作者
Yaoting Sun,Sathiyamoorthy Selvarajan,Zelin Zang,Wei Liu,Yi Zhu,Hao Zhang,Hao Chen,Xue Cai,Huanhuan Gao,Zhicheng Wu,Lirong Chen,Xiaodong Teng,Yongfu Zhao,Sangeeta Mantoo,Tony Kiat Hon Lim,Bhuvaneswari Hariraman,Serene Yeow,Syed Muhammad Fahmy bin Syed Abdillah,Sze Sing Lee,Guan Ruan,Qiushi Zhang,Tiansheng Zhu,Weibin Wang,Guangzhi Wang,Junhong Xiao,Yi He,Zhihong Wang,Wei Sun,Yuan Qin,Qi Xiao,Xu Zheng,Linyan Wang,Xi Zheng,Kailun Xu,Yingkuan Shao,Kexin Liu,Shu Zheng,Ruedi Aebersold,Stan Z. Li,Oi Lian Kon,N. Gopalakrishna Iyer,Tiannan Guo
摘要
SUMMARY Up to 30% of thyroid nodules cannot be accurately classified as benign or malignant by cytopathology.
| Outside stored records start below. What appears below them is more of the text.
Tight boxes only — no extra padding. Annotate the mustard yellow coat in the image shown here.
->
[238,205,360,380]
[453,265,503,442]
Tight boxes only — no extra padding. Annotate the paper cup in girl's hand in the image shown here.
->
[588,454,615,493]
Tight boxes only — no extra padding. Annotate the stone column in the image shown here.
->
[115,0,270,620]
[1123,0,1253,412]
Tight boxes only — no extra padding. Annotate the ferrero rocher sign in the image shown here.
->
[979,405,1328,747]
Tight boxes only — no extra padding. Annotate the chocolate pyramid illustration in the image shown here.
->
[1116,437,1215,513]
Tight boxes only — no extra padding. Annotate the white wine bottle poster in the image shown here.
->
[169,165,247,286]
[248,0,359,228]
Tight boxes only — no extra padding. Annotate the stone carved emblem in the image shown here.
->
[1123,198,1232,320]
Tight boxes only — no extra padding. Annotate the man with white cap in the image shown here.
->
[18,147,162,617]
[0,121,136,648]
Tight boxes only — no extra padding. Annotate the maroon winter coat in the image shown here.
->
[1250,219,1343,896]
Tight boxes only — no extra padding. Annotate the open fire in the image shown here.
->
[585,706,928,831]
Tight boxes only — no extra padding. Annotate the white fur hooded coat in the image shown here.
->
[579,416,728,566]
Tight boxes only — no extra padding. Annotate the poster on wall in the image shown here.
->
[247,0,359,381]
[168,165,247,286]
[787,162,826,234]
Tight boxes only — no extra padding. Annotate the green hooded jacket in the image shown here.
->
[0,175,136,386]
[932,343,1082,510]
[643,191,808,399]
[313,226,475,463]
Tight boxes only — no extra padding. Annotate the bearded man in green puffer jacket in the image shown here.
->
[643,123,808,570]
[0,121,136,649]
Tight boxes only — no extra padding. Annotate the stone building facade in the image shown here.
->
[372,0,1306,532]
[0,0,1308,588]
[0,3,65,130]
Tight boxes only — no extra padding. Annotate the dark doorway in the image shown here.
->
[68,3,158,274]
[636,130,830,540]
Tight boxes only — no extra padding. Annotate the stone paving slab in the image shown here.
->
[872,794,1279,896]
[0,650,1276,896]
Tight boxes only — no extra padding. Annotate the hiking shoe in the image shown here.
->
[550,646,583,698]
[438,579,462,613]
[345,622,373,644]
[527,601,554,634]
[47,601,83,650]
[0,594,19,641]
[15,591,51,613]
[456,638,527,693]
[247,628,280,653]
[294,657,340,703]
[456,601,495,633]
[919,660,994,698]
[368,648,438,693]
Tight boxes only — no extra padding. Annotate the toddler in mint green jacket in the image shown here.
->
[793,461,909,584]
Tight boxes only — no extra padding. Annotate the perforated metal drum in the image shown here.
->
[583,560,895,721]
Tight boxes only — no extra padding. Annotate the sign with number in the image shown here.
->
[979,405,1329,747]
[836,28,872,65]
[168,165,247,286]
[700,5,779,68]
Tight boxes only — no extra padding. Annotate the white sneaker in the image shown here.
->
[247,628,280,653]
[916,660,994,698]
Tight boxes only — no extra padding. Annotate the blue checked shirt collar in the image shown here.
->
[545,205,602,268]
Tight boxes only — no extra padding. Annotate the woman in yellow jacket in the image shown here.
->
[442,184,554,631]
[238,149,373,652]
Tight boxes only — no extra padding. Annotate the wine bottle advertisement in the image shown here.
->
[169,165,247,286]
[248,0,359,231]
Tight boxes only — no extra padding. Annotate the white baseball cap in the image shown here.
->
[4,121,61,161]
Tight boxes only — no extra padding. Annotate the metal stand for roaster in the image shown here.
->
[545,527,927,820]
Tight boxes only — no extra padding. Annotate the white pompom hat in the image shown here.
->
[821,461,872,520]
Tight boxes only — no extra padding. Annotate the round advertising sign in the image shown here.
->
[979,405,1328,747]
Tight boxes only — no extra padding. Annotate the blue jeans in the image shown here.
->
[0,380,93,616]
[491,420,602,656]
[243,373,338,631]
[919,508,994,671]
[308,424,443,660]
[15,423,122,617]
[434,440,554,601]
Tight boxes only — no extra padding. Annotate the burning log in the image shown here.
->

Diagnostic accuracy can be improved by nucleic acid-based testing, yet a sizeable number of diagnostic thyroidectomies remains unavoidable. In order to develop a protein classifier for thyroid nodules, we analyzed the quantitative proteomes of 1,725 retrospective thyroid tissue samples from 578 patients using pressure-cycling technology and data-independent acquisition mass spectrometry. With artificial neural networks, a classifier of 14 proteins achieved over 93% accuracy in classifying malignant thyroid nodules. This classifier was validated in retrospective samples of 271 patients (91% accuracy), and prospective samples of 62 patients (88% accuracy) from four independent centers. These rapidly acquired proteotypes and artificial neural networks supported the establishment of an effective protein classifier for classifying thyroid nodules.